Premier port européen et dixième dans le monde, le port de Rotterdam représente actuellement 20 pour cent de la consommation d'énergie des Pays-Bas. Son principal client est le secteur des combustibles fossiles.

La société qui exploite le port, le Port de Rotterdam (PoR), ambitionne de s'aligner sur l'accord de Paris et a présenté un plan par étapes afin de devenir un port « durable et neutre en carbone » d'ici 2050. Mais une nouvelle étude de SOMO montre que cette politique climatique progressiste s'arrête à la frontière, et ne concerne que ses activités aux Pays-Bas. Des documents de politique interne montrent que le PoR sollicite activement des accords avec des compagnies pétrolières ou des centrales électriques au charbon pour ses projets internationaux au Brésil et en Indonésie.
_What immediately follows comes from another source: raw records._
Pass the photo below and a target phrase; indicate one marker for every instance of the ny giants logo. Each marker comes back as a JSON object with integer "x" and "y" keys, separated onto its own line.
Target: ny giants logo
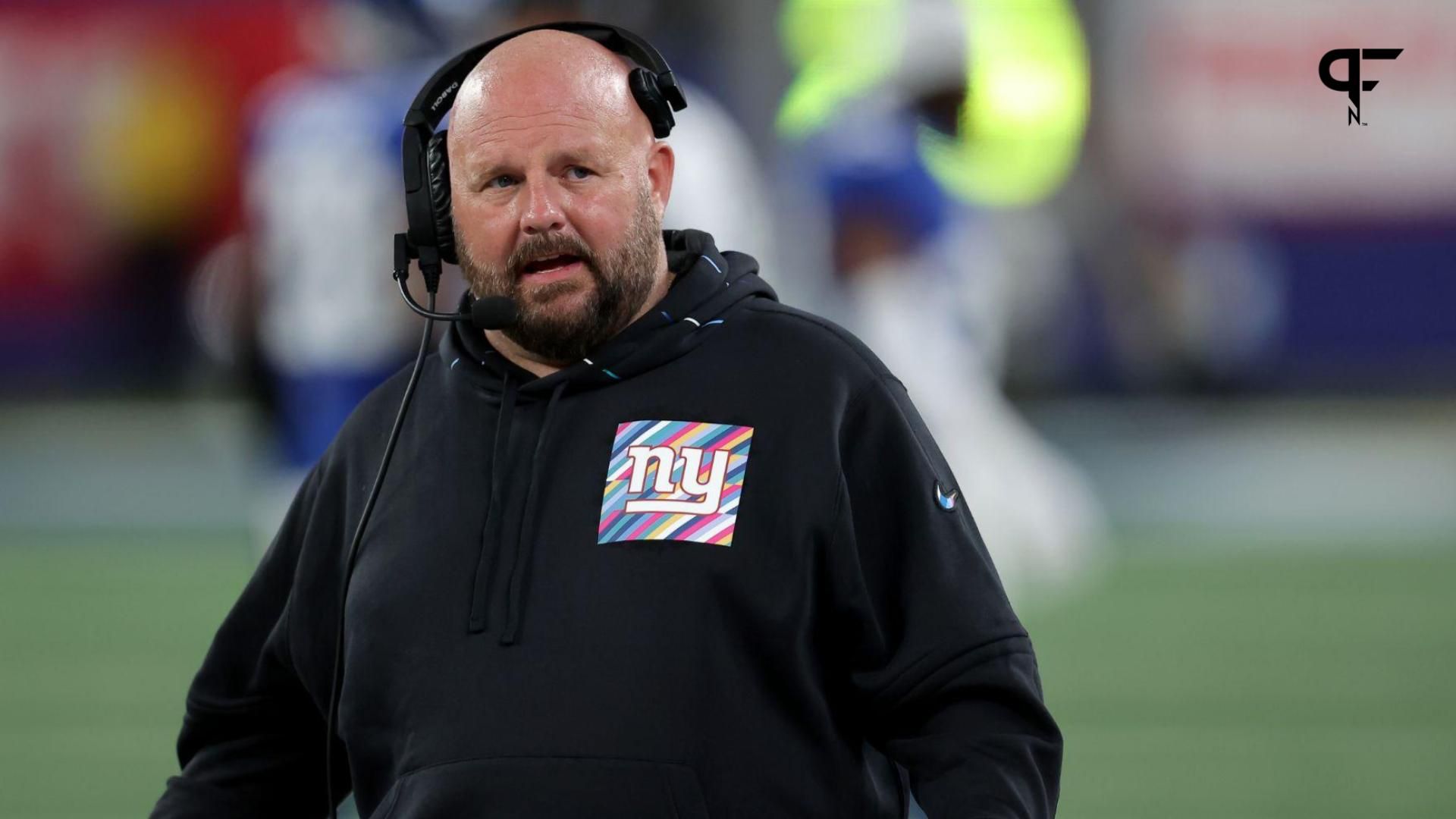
{"x": 1351, "y": 83}
{"x": 672, "y": 480}
{"x": 708, "y": 493}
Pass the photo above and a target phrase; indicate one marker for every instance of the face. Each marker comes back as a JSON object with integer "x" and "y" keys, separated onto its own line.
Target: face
{"x": 561, "y": 216}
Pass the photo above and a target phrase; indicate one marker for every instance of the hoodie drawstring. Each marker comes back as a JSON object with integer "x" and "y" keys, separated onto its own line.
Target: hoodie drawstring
{"x": 479, "y": 607}
{"x": 526, "y": 532}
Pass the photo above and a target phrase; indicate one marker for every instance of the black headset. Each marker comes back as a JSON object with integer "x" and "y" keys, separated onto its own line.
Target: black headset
{"x": 427, "y": 164}
{"x": 431, "y": 241}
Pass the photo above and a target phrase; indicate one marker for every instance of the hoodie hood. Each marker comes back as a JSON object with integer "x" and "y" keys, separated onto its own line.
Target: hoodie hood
{"x": 707, "y": 287}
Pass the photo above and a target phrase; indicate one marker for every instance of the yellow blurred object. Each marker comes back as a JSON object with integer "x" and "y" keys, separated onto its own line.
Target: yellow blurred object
{"x": 1025, "y": 108}
{"x": 840, "y": 49}
{"x": 1027, "y": 88}
{"x": 156, "y": 152}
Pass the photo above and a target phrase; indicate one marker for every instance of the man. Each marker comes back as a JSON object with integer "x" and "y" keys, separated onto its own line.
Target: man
{"x": 661, "y": 548}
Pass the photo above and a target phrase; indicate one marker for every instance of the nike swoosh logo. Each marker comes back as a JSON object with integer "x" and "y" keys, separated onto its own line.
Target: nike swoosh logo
{"x": 946, "y": 500}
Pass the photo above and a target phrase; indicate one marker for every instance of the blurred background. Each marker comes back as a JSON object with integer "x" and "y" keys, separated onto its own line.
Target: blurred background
{"x": 1184, "y": 330}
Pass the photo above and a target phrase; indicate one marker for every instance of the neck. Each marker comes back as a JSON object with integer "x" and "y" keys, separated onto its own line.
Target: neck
{"x": 539, "y": 365}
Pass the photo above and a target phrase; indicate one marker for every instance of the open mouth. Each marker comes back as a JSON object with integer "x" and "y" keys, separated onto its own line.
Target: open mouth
{"x": 548, "y": 264}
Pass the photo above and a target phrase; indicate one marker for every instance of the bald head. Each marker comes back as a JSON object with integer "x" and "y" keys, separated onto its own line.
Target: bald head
{"x": 558, "y": 190}
{"x": 549, "y": 72}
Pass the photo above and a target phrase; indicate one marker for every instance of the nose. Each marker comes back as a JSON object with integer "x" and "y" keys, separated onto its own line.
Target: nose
{"x": 542, "y": 212}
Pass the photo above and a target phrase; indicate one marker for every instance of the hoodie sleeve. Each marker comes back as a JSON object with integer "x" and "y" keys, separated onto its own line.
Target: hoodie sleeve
{"x": 943, "y": 670}
{"x": 253, "y": 736}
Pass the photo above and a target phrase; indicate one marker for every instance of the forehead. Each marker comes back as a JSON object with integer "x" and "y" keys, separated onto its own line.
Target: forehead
{"x": 516, "y": 126}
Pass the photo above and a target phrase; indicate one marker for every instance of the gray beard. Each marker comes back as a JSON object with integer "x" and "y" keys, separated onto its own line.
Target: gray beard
{"x": 623, "y": 280}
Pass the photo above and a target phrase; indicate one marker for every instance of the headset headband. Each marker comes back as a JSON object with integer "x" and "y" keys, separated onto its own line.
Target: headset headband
{"x": 437, "y": 96}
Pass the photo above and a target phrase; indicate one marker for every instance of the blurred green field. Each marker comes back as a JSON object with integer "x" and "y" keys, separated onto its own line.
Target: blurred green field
{"x": 1257, "y": 684}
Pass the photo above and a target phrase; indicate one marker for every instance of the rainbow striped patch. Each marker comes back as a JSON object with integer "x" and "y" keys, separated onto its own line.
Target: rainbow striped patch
{"x": 674, "y": 482}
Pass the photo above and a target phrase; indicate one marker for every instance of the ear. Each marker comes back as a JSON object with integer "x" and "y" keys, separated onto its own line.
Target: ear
{"x": 660, "y": 162}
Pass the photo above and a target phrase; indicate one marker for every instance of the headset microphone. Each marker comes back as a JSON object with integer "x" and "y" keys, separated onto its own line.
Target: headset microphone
{"x": 491, "y": 312}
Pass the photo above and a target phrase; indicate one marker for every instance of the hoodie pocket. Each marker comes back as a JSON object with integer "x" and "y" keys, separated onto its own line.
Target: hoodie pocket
{"x": 546, "y": 787}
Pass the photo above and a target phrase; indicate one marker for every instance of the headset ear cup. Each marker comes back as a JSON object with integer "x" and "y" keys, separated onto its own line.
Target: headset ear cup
{"x": 437, "y": 175}
{"x": 651, "y": 101}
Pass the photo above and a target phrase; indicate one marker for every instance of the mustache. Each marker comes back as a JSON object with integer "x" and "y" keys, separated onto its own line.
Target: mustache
{"x": 549, "y": 245}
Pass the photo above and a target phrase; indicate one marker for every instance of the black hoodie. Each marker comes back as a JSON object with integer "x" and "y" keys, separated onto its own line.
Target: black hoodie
{"x": 541, "y": 626}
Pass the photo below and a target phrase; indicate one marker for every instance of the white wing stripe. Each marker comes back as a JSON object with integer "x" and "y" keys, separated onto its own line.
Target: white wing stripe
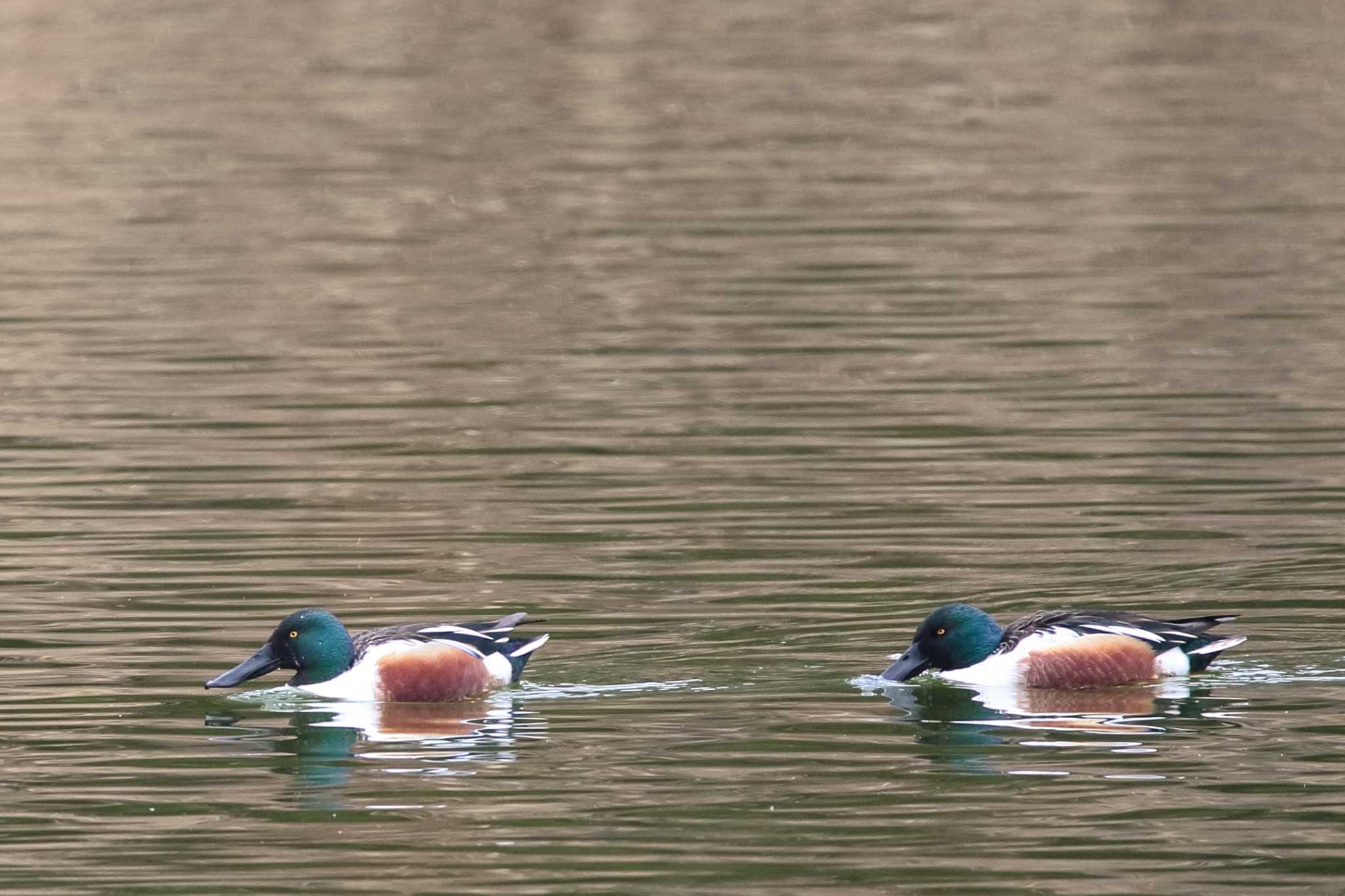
{"x": 450, "y": 629}
{"x": 1126, "y": 630}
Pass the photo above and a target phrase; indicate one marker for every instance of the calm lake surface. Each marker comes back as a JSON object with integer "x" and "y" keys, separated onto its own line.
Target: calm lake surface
{"x": 730, "y": 340}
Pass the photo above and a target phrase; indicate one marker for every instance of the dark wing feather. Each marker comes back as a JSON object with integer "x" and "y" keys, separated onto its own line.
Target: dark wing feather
{"x": 1020, "y": 629}
{"x": 1187, "y": 633}
{"x": 486, "y": 637}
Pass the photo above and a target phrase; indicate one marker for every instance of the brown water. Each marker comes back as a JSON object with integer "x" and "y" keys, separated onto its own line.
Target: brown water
{"x": 726, "y": 337}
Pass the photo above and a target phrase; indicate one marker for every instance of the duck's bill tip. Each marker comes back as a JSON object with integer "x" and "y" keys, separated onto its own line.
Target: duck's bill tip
{"x": 254, "y": 667}
{"x": 908, "y": 666}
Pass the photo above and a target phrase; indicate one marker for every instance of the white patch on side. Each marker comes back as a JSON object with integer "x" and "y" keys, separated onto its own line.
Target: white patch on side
{"x": 1006, "y": 668}
{"x": 499, "y": 670}
{"x": 530, "y": 647}
{"x": 1172, "y": 662}
{"x": 1220, "y": 645}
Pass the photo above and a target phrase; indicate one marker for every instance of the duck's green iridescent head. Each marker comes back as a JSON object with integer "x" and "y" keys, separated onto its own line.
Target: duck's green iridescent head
{"x": 313, "y": 643}
{"x": 953, "y": 637}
La stratégie internationale du PoR consiste non seulement à renforcer la position concurrentielle de Rotterdam mais également à générer de nouvelles sources de revenus. C'est la raison pour laquelle le PoR prévoit le développement d’un complexe industriel portuaire à Kuala Tanjung en Indonésie. Bien qu’il ait refusé de donner accès aux études de faisabilité, diverses sources montrent que le projet inclut la construction d’une centrale électrique au charbon et d’un possible terminal charbonnier. Cette centrale au charbon doit fournir de l'électricité à divers groupes industriels (métallurgiques et pétrochimiques). Dans sa réponse à SOMO, le PoR déclare que l'Indonésie « sera malheureusement dépendante des combustibles fossiles pendant une période plus longue ».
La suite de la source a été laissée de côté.